The French are fussy about their grapes so it is the best or nothing and the best is the aromatic grapes that are grown in the highest quality growing regions or crus — the Grande Champagne and Petite Champagne. A soil that is exceptionally chalky is important because chalky soil reflects sunlight which ripens the grapes.
This home survived all the world wars, leprosy, measles and even its own French revolution. It may probably survive the Internet.
Smells 17th Century
At the tip of the horizontal wing, we slip through one of the doors after switching off our phones. It is a dour space and the first thing that hits us is the smell, an assaulting smell of 17th Century.
A meek overhead lamb burns overhead. There are ancient winemaking machinery that Rémy Martin was using to create his cognac. In 1724, we are amazed, he had machines to cock his bottles. Bottles in 1724! Complete with labels bearing brands with a logo — a Centaur — a mythical creature from Greek mythology because he — Paul -Emile Rémy Martin — was also a keen astronomer and a Sagittarius.
We found ourselves whispering in this museum-like space, because the environment commanded respect. Everything is so precise. There are no coincidences. It is amazing the man’s dedication to making cognac, in building a brand painstakingly, staying committed to it and knowing that it would outlive him. The cellars which we later visited were a lesson in patience, if not anything else.

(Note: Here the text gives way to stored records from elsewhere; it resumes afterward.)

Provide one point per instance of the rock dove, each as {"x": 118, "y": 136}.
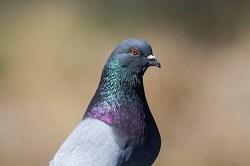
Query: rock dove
{"x": 117, "y": 128}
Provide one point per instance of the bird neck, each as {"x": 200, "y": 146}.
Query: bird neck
{"x": 120, "y": 101}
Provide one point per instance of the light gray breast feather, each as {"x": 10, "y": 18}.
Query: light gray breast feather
{"x": 92, "y": 142}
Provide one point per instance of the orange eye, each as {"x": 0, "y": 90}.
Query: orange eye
{"x": 134, "y": 51}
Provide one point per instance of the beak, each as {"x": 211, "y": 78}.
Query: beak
{"x": 153, "y": 61}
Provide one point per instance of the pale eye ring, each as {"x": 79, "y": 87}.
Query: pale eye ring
{"x": 134, "y": 51}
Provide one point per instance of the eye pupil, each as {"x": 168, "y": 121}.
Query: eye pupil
{"x": 134, "y": 51}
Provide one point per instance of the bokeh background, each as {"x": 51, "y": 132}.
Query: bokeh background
{"x": 52, "y": 54}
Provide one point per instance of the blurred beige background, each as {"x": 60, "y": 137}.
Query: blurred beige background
{"x": 52, "y": 54}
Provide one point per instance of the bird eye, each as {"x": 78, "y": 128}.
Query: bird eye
{"x": 134, "y": 51}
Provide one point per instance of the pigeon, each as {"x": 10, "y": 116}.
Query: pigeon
{"x": 117, "y": 128}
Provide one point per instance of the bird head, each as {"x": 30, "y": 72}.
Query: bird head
{"x": 134, "y": 55}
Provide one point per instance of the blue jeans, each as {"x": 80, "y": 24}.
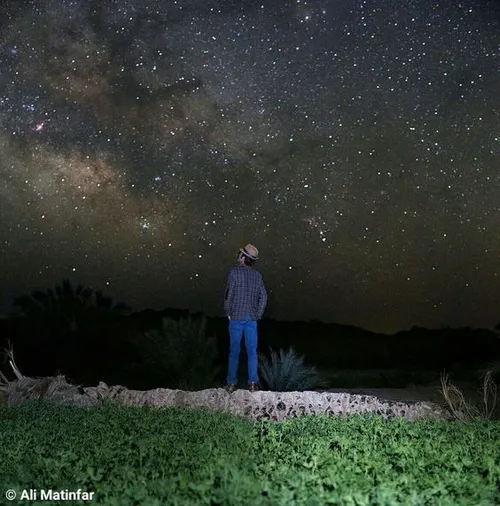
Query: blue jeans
{"x": 236, "y": 329}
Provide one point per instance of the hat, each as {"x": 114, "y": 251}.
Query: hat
{"x": 250, "y": 251}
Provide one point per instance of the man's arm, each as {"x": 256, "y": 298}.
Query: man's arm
{"x": 262, "y": 298}
{"x": 228, "y": 294}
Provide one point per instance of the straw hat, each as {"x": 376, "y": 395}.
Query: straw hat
{"x": 250, "y": 251}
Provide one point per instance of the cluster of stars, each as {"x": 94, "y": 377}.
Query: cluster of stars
{"x": 156, "y": 140}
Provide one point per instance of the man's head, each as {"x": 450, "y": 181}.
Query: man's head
{"x": 248, "y": 255}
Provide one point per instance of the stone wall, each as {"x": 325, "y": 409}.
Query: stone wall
{"x": 271, "y": 405}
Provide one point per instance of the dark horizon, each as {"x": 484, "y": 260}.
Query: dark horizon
{"x": 8, "y": 308}
{"x": 356, "y": 145}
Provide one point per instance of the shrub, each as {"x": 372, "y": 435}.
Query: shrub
{"x": 180, "y": 354}
{"x": 286, "y": 372}
{"x": 466, "y": 411}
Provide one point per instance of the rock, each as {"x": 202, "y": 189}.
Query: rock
{"x": 53, "y": 388}
{"x": 252, "y": 405}
{"x": 270, "y": 405}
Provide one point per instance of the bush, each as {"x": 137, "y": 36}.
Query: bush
{"x": 180, "y": 354}
{"x": 287, "y": 372}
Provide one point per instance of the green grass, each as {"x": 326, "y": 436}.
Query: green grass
{"x": 177, "y": 456}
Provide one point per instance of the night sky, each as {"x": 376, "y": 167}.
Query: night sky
{"x": 355, "y": 143}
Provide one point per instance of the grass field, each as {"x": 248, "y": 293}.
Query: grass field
{"x": 147, "y": 456}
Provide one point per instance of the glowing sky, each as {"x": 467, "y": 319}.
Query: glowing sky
{"x": 355, "y": 143}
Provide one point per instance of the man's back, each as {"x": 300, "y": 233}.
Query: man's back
{"x": 245, "y": 294}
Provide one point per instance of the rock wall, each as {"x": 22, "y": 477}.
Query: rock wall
{"x": 271, "y": 405}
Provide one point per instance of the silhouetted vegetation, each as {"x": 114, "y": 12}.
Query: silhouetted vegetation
{"x": 79, "y": 332}
{"x": 286, "y": 372}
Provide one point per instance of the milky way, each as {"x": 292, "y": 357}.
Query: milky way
{"x": 355, "y": 143}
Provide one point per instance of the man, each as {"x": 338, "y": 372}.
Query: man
{"x": 245, "y": 300}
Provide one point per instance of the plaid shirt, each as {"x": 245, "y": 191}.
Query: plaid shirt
{"x": 245, "y": 294}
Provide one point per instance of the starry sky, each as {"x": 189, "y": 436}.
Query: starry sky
{"x": 355, "y": 143}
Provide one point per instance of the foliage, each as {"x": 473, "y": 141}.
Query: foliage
{"x": 69, "y": 307}
{"x": 145, "y": 455}
{"x": 286, "y": 372}
{"x": 181, "y": 354}
{"x": 467, "y": 411}
{"x": 73, "y": 330}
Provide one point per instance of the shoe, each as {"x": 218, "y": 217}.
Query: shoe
{"x": 253, "y": 387}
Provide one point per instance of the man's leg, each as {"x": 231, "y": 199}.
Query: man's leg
{"x": 251, "y": 346}
{"x": 235, "y": 333}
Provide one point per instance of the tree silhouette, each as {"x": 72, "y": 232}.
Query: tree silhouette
{"x": 73, "y": 330}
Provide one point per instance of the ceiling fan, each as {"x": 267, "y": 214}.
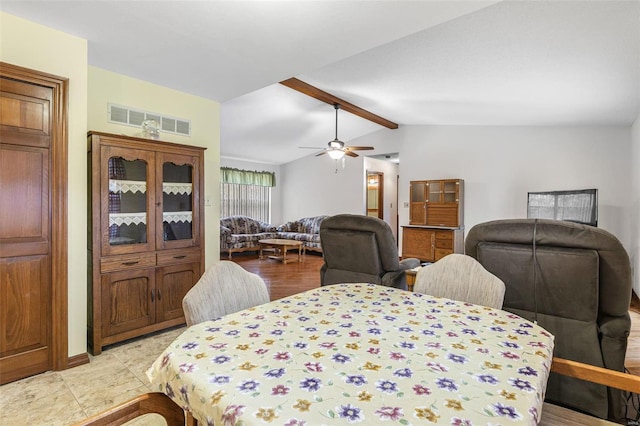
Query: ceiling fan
{"x": 336, "y": 148}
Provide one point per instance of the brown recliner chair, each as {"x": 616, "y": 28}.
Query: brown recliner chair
{"x": 361, "y": 249}
{"x": 575, "y": 280}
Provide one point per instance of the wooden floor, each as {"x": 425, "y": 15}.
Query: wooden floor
{"x": 285, "y": 280}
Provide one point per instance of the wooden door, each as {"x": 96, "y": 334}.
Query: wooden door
{"x": 28, "y": 129}
{"x": 172, "y": 284}
{"x": 418, "y": 197}
{"x": 128, "y": 301}
{"x": 178, "y": 201}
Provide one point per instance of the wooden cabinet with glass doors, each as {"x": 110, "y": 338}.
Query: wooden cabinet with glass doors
{"x": 146, "y": 233}
{"x": 436, "y": 219}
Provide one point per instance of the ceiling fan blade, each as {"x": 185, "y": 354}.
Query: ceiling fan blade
{"x": 358, "y": 148}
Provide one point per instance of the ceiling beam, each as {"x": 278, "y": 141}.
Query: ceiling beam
{"x": 321, "y": 95}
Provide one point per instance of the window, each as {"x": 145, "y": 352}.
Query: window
{"x": 246, "y": 193}
{"x": 576, "y": 206}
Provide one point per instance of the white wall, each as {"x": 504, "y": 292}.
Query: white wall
{"x": 634, "y": 200}
{"x": 311, "y": 187}
{"x": 34, "y": 46}
{"x": 276, "y": 191}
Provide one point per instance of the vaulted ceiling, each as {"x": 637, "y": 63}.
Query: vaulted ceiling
{"x": 507, "y": 63}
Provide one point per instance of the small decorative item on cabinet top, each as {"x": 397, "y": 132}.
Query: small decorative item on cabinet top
{"x": 436, "y": 219}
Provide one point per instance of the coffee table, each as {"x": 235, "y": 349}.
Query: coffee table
{"x": 281, "y": 246}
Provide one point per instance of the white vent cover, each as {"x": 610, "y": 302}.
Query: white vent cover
{"x": 134, "y": 117}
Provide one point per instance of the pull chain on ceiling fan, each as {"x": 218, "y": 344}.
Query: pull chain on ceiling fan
{"x": 336, "y": 148}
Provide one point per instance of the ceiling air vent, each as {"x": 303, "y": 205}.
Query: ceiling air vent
{"x": 134, "y": 117}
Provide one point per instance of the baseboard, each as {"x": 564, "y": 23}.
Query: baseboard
{"x": 79, "y": 359}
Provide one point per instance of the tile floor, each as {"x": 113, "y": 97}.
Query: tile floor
{"x": 65, "y": 397}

First, the barrels are made from oak trees that are at least 100 years old and have individually selected by expert coopers (most likely bearded and smoking pipes) who then leaves them outside for two to three years so that the elements remove the less interesting tannins.
But these oaks are just not normal oaks, they are found in forests of Limousin famous for their quality. These oaks impart a rich vanilla flavour to the cognac. “I don’t think we’d have the patience to wait for three years to start using these wood,” I told a colleague.
“We want to make money tomorrow. Preferably, by midday.”
The cellars, one of the largest collections in the world features 140,000 cognac fine champagne eaux-de-vie. The cellars smell of wood and alcohol. (You obviously can’t light a cigarette there). During the ageing process some of the alcohol evaporates in the air called the “angel's share.” About 8,000 bottles evaporate daily.
We descended further down the cellars, the second floor below (no pictures allowed here) which looked like a dungeon. Barrels that have been in this dungeon for 100 years lie on their sides, and on top of each other, even the light down there looks old.
The people who started the cognac-making process are long dead, so are their children and their grandchildren. It is their great grandchildren waiting for this batch of the cognac to mature.
“Little wonder they call the drink “The nectar of the gods.” Imagine starting a project knowing fully that two generations after you will not enjoy it,” a Rémy Martin official told us.
We shook our heads at the concept, which begged the question; what is the price of 40 years, or 70 years or 100 years? How much would you pay for that kind of tradition?
Later, in that grey light of the first floor cellar, in the whiff of alcohol and the lingering “angel’s share” we tasted the revered and rare Rémy Martin Louis XIII made from baccarat crystal. (It costs Sh230,000 a bottle). The name was a tribute to King Louis XIII of France. The king was also the first monarch to recognise Cognac as a category in its own right in the world of eaux-de-vie.
The concept of the decanter is another history lesson to fill a book; originated in 1850 after Rémy came across a metal flask recovered from the battle site of Jarnac in 1569 which he later registered the rights for its reproduction. Today, each decanter is handmade. And it costs a leg and an arm.
The experience of going back to the 17th Century to see the dedication and passion fine alcohol, not just the taste of their drink, but it’s pricing.
So now every time I peruse a menu in a bar, I stop to look at the price of fine alcohol and whatever price there, I wonder if it reflects all the years and all the passion and all the sunlight of those grapes.